DisparityResponse#

class solas_disparity.types.DisparityResponse(...)#

Methods

__init__

Create a new model by parsing and validating input data from keyword arguments.

construct

Creates a new model setting __dict__ and __fields_set__ from trusted or pre-validated data.

copy

Duplicate a model, optionally choose which fields to include, exclude and change.

dict

Generate a dictionary representation of the model, optionally specifying which fields to include or exclude.

from_disparity

from_orm

json

Generate a JSON representation of the model, include and exclude arguments as per dict().

parse_file

parse_obj

parse_raw

schema

schema_json

update_forward_refs

Try to update ForwardRefs on fields based on this Model, globalns and localns.

validate

Attributes

metadata

disparity_type

Type of disparity calculation performed.

summary_table_json

Summary table of disparity calculation results.

summary_table_json_flat

Summary table of disparity calculation results.

protected_groups

Protected group names.

reference_groups

Reference group names.

group_categories

Group category names.

outcome

Column containing ordinal value of each category

air_threshold

AIR threshold.

percent_difference_threshold

Percent difference threshold value.

label

A string representing the name of the label column in group_data.

sample_weight

A string representing the name of the column in group_data.

max_for_fishers

The maximum number of groups that can be used for Fisher's Exact Test.

shortfall_method

smd_threshold

Standardized mean difference threshold.

lower_score_favorable

Is a lower pre-transformation prediction favorable? If True, then the model's predictions are assumed to be more favorable the lower the value.

smd_denominator

The denominator used for the SMD calculation.

plot_json

Plot of disparity calculation results.

air_threshold: Optional[float]#

AIR threshold. Set by the user, this takes a float that represents the AIR level below which Solas will identify as being indicative of a practically significant disparity. Legal and compliance counsel should be sought for the appropriate AIR threshold in a given use case.

disparity_type: solas_disparity.types._disparity_calculation.DisparityCalculation#

Type of disparity calculation performed.

group_categories: List[str]#

Group category names. Same length as protected_groups. Set by the user, this takes a list of strings which represent the reference groups (also known as control groups) being analyzed. There must be a one-to-one correspondence between reference groups and protected_groups. Note that the protected groups and reference groups are aligned by index in the lists.

label: Optional[str]#

A string representing the name of the label column in group_data.
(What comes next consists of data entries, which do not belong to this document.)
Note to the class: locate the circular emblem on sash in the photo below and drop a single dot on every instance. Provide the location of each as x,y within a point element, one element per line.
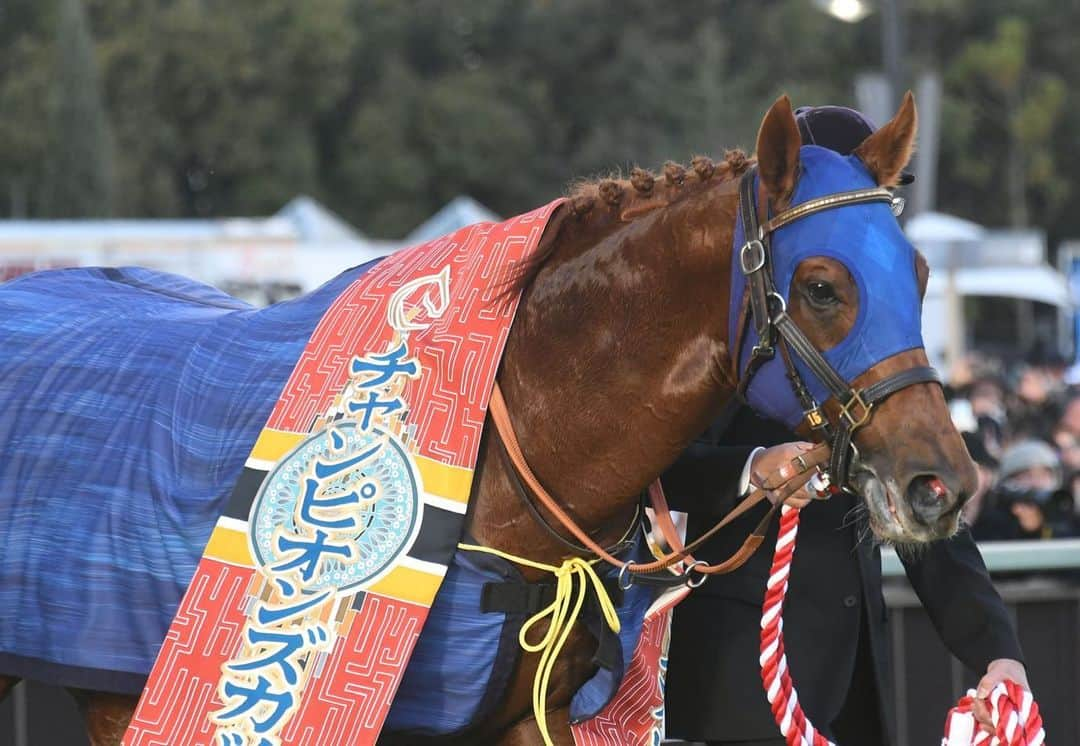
<point>338,511</point>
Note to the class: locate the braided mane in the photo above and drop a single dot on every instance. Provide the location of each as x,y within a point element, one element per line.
<point>621,200</point>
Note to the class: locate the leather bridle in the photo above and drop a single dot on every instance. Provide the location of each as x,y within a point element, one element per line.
<point>775,330</point>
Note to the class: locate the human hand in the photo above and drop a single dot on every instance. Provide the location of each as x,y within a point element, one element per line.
<point>996,673</point>
<point>784,472</point>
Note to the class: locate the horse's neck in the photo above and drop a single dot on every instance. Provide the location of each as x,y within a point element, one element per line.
<point>617,360</point>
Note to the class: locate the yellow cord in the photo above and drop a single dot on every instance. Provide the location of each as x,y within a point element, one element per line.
<point>562,616</point>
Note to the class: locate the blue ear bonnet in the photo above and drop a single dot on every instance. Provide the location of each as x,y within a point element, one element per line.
<point>866,239</point>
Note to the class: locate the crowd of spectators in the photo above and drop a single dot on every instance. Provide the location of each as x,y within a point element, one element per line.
<point>1022,428</point>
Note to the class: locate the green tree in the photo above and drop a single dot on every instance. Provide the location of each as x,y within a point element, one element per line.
<point>78,174</point>
<point>999,97</point>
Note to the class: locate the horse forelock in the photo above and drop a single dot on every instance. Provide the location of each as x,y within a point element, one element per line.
<point>617,201</point>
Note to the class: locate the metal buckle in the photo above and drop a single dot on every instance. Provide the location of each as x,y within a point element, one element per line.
<point>855,401</point>
<point>701,580</point>
<point>772,295</point>
<point>752,256</point>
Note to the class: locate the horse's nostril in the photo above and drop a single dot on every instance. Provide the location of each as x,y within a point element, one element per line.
<point>928,497</point>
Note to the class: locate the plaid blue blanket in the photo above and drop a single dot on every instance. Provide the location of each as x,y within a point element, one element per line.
<point>129,402</point>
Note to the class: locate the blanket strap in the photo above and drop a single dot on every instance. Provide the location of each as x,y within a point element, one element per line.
<point>572,581</point>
lower_score_favorable: Optional[bool]#

Is a lower pre-transformation prediction favorable? If True, then the model’s predictions are assumed to be more favorable the lower the value. If False, then the model’s predictions are assumed to be more favorable the higher the value. Optional. If omitted, defaults to True.

max_for_fishers: Optional[int]#

The maximum number of groups that can be used for Fisher’s Exact Test. If the number of groups is greater than this value, Fisher’s Exact Test will not be used. Instead, the chi-squared test will be used.

outcome: Optional[str]#

Column containing ordinal value of each category

percent_difference_threshold: Optional[float]#

Percent difference threshold value. For example, if percent_difference_threshold = 0.2, then the difference in percent favorable will need to exceed 20% for a result to be practically significant.

plot_json: Optional[str]#

Plot of disparity calculation results. Provided as a Plotly json definition.

protected_groups: List[str]#

Protected group names. Set by the user, this takes a list of strings which represent the protected groups being analyzed. There can be as few as one protected group and there is no upper limit to the number of protected groups that can be analyzed.

reference_groups: List[str]#

Reference group names. Same length as protected_groups. Set by the user, this takes a list of strings which represent the reference groups (also known as control groups) being analyzed. There must be a one-to-one correspondence between reference groups and protected_groups. Note that the protected groups and reference groups are aligned by index in the lists.

sample_weight: Optional[str]#

A string representing the name of the column in group_data.

smd_denominator: Optional[solas_disparity.types._smd_denominator.SMDDenominator]#

The denominator used for the SMD calculation.

smd_threshold: Optional[float]#

Standardized mean difference threshold. Set by the user, this takes a float that represents the SMD level which Solas will identify as being indicative of a practically significant disparity. Legal and compliance counsel should be sought for the appropriate SMD threshold in a given use case.

summary_table_json: str#

Summary table of disparity calculation results. Provided as a Pandas DataFrame in json format.

summary_table_json_flat: str#

Summary table of disparity calculation results. Provided as a list of dictionaries. Each dictionary represents a row in the table. Provides a flat representation of the table.